Endemic to southern Africa, occurring from the far south of Namibia to South Africa, with the bulk of its population centered around the Western Cape extending east and north to KwaZulu-Natal, Swaziland, Mpumalanga and Limpopo Province.
It mainly feeds on nectar, supplemented with athropods, gleaning prey from vegetation and spider webs and hawking insects aerially.
- The nest is built solely by the female in about 25-30 days, consisting of an oval-shaped structure with a side entrance, built of grass, strands of Old man’s beard (Galium tomentosum), rootlets and twigs strongly secured together with spider web. There are exceptions though, as some nests (especially in forests) can be constructed entirely out of old-man’s-beard (Usnea barbata).
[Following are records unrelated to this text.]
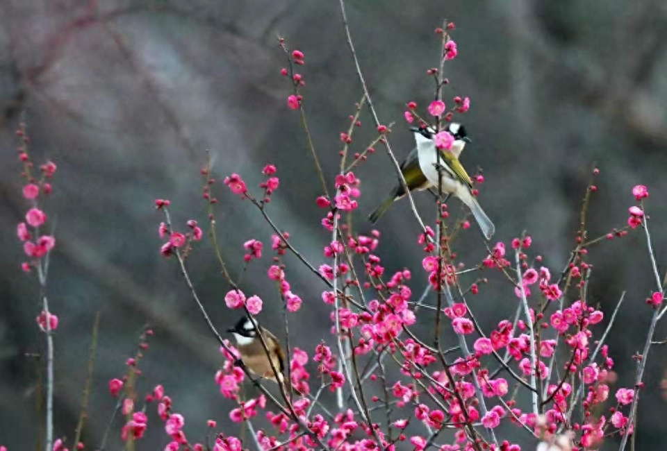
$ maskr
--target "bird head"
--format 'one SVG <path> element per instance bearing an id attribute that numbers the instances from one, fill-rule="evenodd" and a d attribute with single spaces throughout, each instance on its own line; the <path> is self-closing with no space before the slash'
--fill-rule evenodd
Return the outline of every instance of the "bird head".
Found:
<path id="1" fill-rule="evenodd" d="M 253 327 L 252 323 L 245 317 L 239 319 L 233 327 L 227 329 L 227 332 L 247 338 L 254 338 L 257 337 L 257 332 Z"/>
<path id="2" fill-rule="evenodd" d="M 436 130 L 430 126 L 411 127 L 411 130 L 415 133 L 415 139 L 418 144 L 425 139 L 432 140 L 436 135 Z M 462 124 L 458 122 L 450 122 L 443 128 L 443 131 L 448 132 L 454 137 L 454 144 L 450 151 L 454 156 L 459 158 L 466 143 L 472 143 L 472 140 L 468 136 L 468 132 Z"/>

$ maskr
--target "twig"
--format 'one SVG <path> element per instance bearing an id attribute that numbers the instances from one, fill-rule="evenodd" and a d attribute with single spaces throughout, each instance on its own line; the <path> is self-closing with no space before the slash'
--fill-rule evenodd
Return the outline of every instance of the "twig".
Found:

It often decorates it with the fluffy seeds of Karoo rosemaries (Eriocephalus) rarely along with bits of plastic, paper, string or spider cocoons, while the interior is usually lined with wool, plant down, feathers, fine bark shreds and soft grass seeds. It is typically attached to a branch or incorporated into the foliage of a bush or tree, occasionally in a mass of thorns or in a tent caterpillar nest.
- Egg-laying season is almost year-round, peaking from July-September.
- It lays 1-3 eggs, which are incubated solely by the female for about 13-16 days.
- The chicks are fed by both adults, leaving the nest after about 15-19 days, after which they continue to roost in the nest for about a week. The parents feed them until they are about 42-46 days old, at which point the young become fully independent.